Example - I often use allocation based estimates often around the team size and product complexity, even if all other things remain equal but developer productivity increases this will mean I need to review my weekly allocations.

We’re building products quicker with same resources but does the hands on testing effort remain the same?

Is there a risk testing becomes a bottleneck as a result? I’ve had strong views that if testing is ever a bottleneck you are doing it wrong. This is something though that I do feel will need adaption to make sure this continues to be true.

My suspicion is that I’ll over time need to move some of my risk investigation down to code level as more tools become available for scanning for risks at code level. An example could be accessibility scanners at code level with the scans adding efficiency to my testing.

Even if I do not see the issue of the tools being in the wrong hands element, its still going to change things significantly in my view.

Whether my testing efficiency improvements match those of developer remains to be seen, but seems a reasonable starting goal.
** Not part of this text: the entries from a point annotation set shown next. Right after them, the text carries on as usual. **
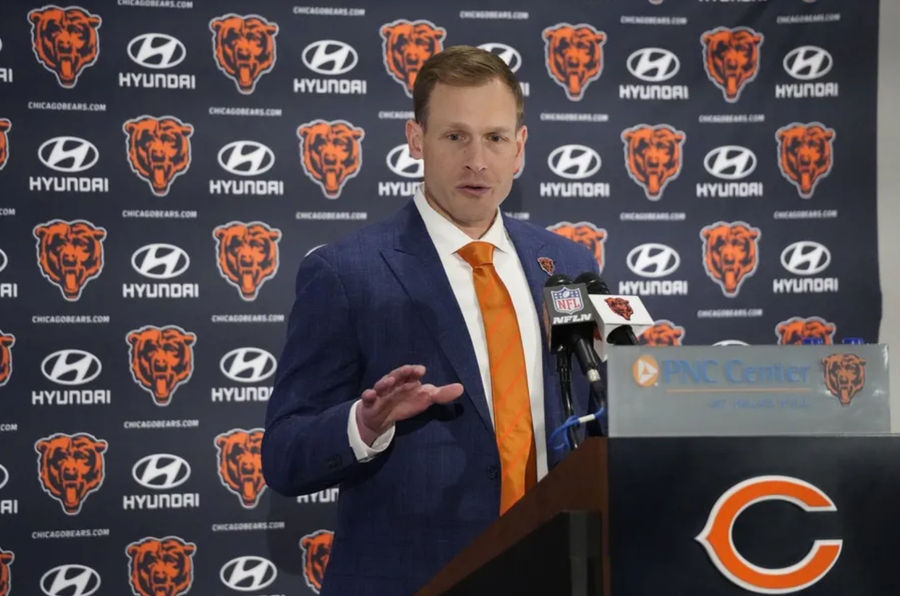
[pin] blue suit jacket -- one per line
(365, 305)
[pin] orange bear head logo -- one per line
(244, 48)
(794, 330)
(584, 233)
(805, 154)
(161, 566)
(247, 255)
(662, 333)
(730, 253)
(653, 156)
(159, 149)
(331, 153)
(845, 376)
(316, 549)
(731, 58)
(70, 467)
(573, 56)
(70, 253)
(407, 45)
(240, 464)
(162, 359)
(65, 40)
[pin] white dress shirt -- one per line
(448, 239)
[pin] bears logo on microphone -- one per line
(65, 41)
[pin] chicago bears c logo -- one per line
(407, 45)
(70, 467)
(730, 253)
(653, 156)
(573, 56)
(159, 149)
(162, 359)
(316, 549)
(584, 233)
(731, 58)
(70, 253)
(240, 464)
(161, 566)
(331, 153)
(65, 40)
(794, 330)
(805, 154)
(247, 255)
(244, 48)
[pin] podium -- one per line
(698, 514)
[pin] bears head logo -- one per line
(159, 149)
(65, 40)
(794, 330)
(70, 467)
(244, 48)
(70, 253)
(161, 566)
(805, 154)
(653, 156)
(240, 464)
(162, 358)
(247, 255)
(573, 56)
(316, 549)
(662, 333)
(731, 58)
(845, 375)
(407, 45)
(584, 233)
(331, 153)
(730, 253)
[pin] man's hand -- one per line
(399, 395)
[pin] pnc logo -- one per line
(156, 50)
(808, 62)
(161, 471)
(329, 57)
(246, 158)
(68, 154)
(574, 162)
(71, 367)
(805, 258)
(160, 261)
(248, 573)
(730, 162)
(653, 65)
(718, 540)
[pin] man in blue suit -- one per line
(384, 386)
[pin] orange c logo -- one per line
(716, 537)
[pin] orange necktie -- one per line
(509, 383)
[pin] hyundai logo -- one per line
(246, 158)
(248, 574)
(156, 50)
(653, 260)
(68, 154)
(730, 162)
(808, 62)
(805, 258)
(653, 65)
(403, 164)
(247, 365)
(329, 57)
(71, 367)
(574, 161)
(161, 471)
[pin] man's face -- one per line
(471, 150)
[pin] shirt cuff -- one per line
(362, 451)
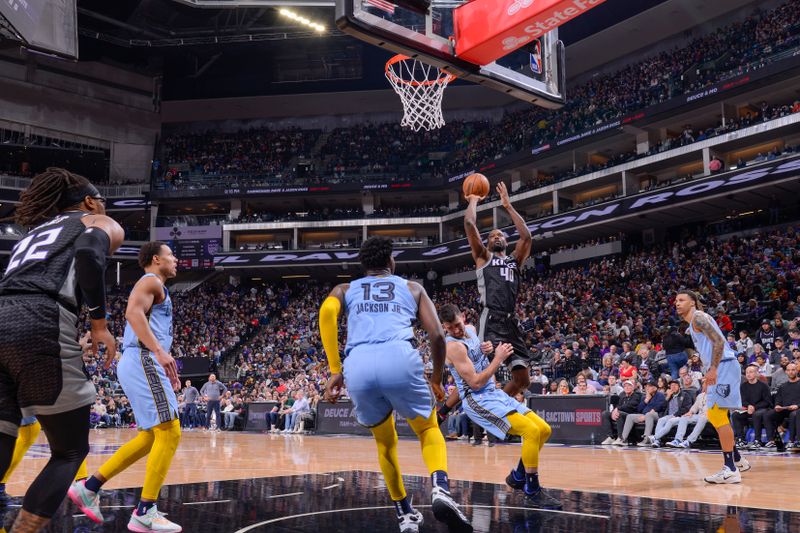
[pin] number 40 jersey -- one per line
(498, 283)
(43, 261)
(379, 309)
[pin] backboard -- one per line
(534, 73)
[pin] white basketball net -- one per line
(420, 87)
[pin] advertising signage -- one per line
(725, 183)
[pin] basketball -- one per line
(476, 184)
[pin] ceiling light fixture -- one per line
(301, 19)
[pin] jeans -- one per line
(213, 405)
(190, 415)
(452, 424)
(761, 419)
(230, 418)
(665, 424)
(699, 424)
(675, 362)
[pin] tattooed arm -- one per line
(702, 323)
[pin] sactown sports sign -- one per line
(730, 182)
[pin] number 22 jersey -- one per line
(43, 263)
(379, 309)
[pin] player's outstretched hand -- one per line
(85, 341)
(334, 388)
(438, 391)
(473, 197)
(503, 192)
(101, 335)
(167, 362)
(504, 351)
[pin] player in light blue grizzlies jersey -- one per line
(723, 376)
(383, 372)
(149, 376)
(490, 407)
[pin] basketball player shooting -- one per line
(498, 284)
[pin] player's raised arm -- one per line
(145, 293)
(430, 323)
(329, 333)
(457, 355)
(479, 252)
(102, 237)
(702, 322)
(523, 248)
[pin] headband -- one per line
(75, 195)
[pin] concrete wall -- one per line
(107, 106)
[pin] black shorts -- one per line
(499, 327)
(41, 364)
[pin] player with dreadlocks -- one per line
(58, 265)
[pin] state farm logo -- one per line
(512, 43)
(517, 5)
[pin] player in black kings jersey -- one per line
(498, 284)
(56, 267)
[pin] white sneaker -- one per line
(87, 501)
(743, 465)
(152, 521)
(724, 476)
(410, 522)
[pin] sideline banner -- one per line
(339, 418)
(574, 419)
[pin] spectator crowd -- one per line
(386, 152)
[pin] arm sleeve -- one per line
(90, 268)
(329, 331)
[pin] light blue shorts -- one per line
(726, 393)
(490, 410)
(146, 385)
(381, 378)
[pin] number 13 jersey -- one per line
(498, 283)
(379, 309)
(42, 262)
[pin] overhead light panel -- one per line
(288, 13)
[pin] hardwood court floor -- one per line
(659, 474)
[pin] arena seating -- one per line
(373, 150)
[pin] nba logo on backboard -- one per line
(536, 56)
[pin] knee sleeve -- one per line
(544, 428)
(167, 436)
(68, 436)
(531, 436)
(434, 449)
(718, 416)
(386, 440)
(25, 439)
(129, 453)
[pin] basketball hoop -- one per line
(420, 87)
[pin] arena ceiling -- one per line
(230, 48)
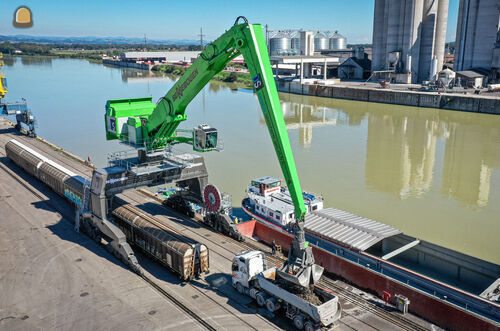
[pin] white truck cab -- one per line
(246, 266)
(252, 277)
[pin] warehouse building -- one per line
(478, 37)
(409, 38)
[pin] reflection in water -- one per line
(9, 61)
(427, 172)
(37, 61)
(401, 146)
(304, 117)
(471, 153)
(400, 153)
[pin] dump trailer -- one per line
(309, 308)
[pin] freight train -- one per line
(181, 255)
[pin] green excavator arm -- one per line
(154, 126)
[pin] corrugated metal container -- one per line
(279, 44)
(53, 177)
(337, 41)
(184, 257)
(24, 157)
(320, 41)
(347, 229)
(295, 44)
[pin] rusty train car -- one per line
(181, 255)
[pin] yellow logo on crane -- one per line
(23, 18)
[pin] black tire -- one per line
(261, 299)
(240, 288)
(298, 321)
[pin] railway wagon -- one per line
(187, 259)
(24, 157)
(182, 256)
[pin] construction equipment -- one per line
(153, 127)
(308, 308)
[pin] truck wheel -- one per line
(240, 288)
(298, 322)
(272, 305)
(253, 293)
(309, 326)
(261, 299)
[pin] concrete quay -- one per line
(52, 277)
(371, 93)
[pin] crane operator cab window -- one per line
(205, 138)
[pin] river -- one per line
(431, 173)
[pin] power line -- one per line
(201, 35)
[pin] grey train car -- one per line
(187, 259)
(61, 180)
(183, 256)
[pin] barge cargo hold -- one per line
(449, 288)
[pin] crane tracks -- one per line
(179, 304)
(398, 320)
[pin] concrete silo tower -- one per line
(409, 38)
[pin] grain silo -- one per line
(320, 41)
(295, 43)
(337, 41)
(414, 33)
(279, 44)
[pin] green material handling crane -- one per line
(152, 126)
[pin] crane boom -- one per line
(156, 125)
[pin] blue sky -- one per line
(182, 19)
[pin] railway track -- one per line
(67, 218)
(398, 320)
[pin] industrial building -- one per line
(357, 66)
(409, 38)
(159, 56)
(478, 37)
(306, 54)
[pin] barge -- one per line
(452, 289)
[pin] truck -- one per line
(252, 277)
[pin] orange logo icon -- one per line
(23, 17)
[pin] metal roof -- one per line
(266, 180)
(348, 229)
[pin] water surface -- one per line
(433, 174)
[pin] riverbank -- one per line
(369, 93)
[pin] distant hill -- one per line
(92, 40)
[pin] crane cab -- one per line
(205, 138)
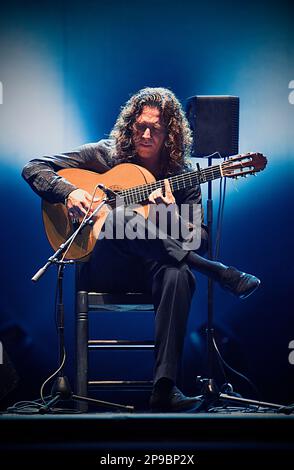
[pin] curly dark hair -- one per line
(176, 150)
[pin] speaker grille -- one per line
(214, 121)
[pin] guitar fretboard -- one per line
(139, 194)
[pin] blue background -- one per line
(66, 68)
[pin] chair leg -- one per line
(82, 348)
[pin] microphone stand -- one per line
(61, 389)
(210, 390)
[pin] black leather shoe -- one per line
(174, 401)
(238, 283)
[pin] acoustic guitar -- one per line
(132, 184)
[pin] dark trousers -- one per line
(149, 265)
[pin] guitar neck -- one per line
(139, 194)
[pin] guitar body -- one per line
(58, 225)
(121, 178)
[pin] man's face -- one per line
(149, 133)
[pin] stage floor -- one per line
(148, 439)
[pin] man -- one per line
(151, 131)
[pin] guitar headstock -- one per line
(243, 165)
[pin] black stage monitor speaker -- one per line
(214, 121)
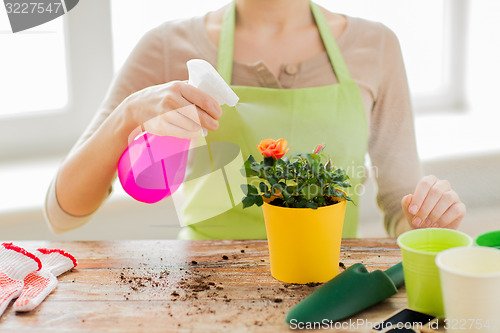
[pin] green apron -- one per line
(333, 115)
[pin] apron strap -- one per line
(226, 45)
(339, 66)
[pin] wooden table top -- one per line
(184, 286)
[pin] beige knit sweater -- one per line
(372, 54)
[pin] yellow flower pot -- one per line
(304, 243)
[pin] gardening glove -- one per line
(37, 285)
(15, 264)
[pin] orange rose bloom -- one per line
(273, 148)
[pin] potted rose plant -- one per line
(303, 205)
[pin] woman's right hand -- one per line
(174, 109)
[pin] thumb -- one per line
(405, 204)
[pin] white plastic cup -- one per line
(470, 283)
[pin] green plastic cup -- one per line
(489, 239)
(419, 249)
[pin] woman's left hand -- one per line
(433, 204)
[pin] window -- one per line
(52, 79)
(70, 61)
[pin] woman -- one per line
(352, 95)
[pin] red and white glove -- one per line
(15, 264)
(39, 284)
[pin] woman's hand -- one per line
(433, 204)
(173, 109)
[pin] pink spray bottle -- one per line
(153, 167)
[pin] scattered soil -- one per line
(193, 281)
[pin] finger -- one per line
(433, 196)
(420, 193)
(201, 99)
(405, 204)
(197, 115)
(207, 121)
(181, 123)
(453, 216)
(447, 200)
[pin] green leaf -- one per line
(272, 180)
(249, 189)
(311, 191)
(248, 201)
(291, 189)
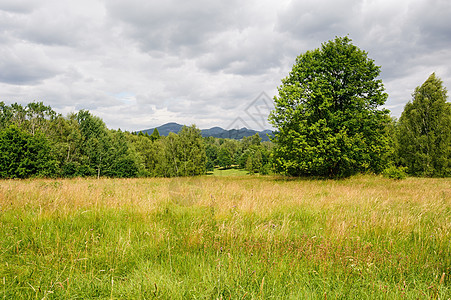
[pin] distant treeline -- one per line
(35, 141)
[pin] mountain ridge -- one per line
(216, 131)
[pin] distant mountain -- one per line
(165, 129)
(217, 132)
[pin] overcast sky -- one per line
(139, 64)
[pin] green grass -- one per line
(208, 237)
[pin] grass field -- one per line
(212, 237)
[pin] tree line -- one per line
(35, 141)
(328, 118)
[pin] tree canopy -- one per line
(424, 131)
(327, 114)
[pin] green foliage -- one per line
(155, 135)
(327, 117)
(82, 146)
(225, 156)
(395, 172)
(424, 133)
(183, 153)
(24, 155)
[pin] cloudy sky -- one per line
(139, 64)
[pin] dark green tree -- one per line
(225, 156)
(327, 116)
(155, 135)
(424, 131)
(183, 153)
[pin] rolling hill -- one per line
(217, 132)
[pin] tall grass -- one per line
(225, 238)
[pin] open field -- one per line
(211, 237)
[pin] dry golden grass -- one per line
(208, 236)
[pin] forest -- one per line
(329, 122)
(35, 141)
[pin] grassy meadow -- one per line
(237, 237)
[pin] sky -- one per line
(140, 64)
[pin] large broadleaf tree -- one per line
(327, 115)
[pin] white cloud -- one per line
(202, 61)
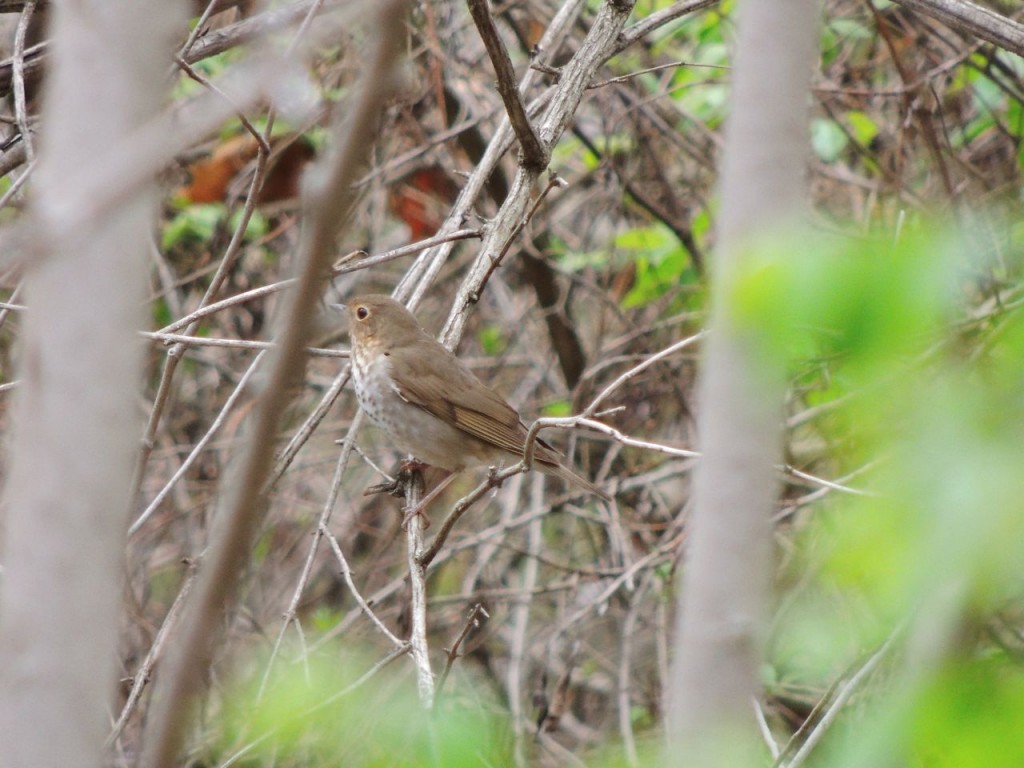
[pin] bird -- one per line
(429, 403)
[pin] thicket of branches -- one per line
(574, 285)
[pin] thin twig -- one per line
(17, 75)
(419, 649)
(535, 154)
(245, 502)
(472, 623)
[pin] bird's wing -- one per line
(441, 385)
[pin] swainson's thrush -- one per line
(428, 402)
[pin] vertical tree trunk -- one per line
(726, 580)
(76, 430)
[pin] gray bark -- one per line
(727, 573)
(76, 428)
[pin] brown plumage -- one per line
(429, 403)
I’ll be watching for signs of that bottleneck very bad case scenario (unlikely the worst) and looking for ways to avoid this.

3 Likes

That side angle expectation element of everyone being x times more productive yet paid the same salary as before is going to impact the market and potentially testing community as a whole.

1 Like

If you let how the code was generated influence how you test, I think thats a dangerous game. Efficiency is a demand on testing regardless of AI. The objectives of testing have not changed, only the tools you use to achieve those objectives.

1 Like

AI is not that intelligent it an interpret relationships, how many of you have googled for code or coding solutions to resolve a test automation problem. There aren’t that many ways to interact with the O/S, web services and/or it’s functionalities .

Testing stays the same, you still need to interpret the results from AI, if it looks right, it doesn’t mean it’s right since it’s based on the language models

1 Like

I think some things won’t change, but other things will.

For example, some problems may be more common with AI and we will learn how to look for them better. Hallucinations and the distrust of data are a couple of generic examples.

2 Likes

Agree, code was always coming into “the product” from sometimes random places and in random ways, so having some not insignificant inflow from a monoculture is a risk in itself, but we have to defend in much the same way we always have had to. Dig deeper with tools that go deeper, great coverage of the security concerns, Andrew.

1 Like

From a black box tester’s point of view, the risk is substantially higher so you should advocate for more time and budget. You won’t get it, in which case you should explain this in your gap analysis or risk analysis or whatever it is you do at the end of a project or test phase to explain the remaining risks to the stakeholders.

Indeed. Developers are already reporting AIs inventing methods that don’t exist in the programming language they have been told to use. The compiler should pick up this particular fault, but I am sure that many other types of fault will not get detected before they get through to the testers.

It’s well worth reading developer reports on their real world experience of using AIs for coding. Many such reports are posted every day on LinkedIn.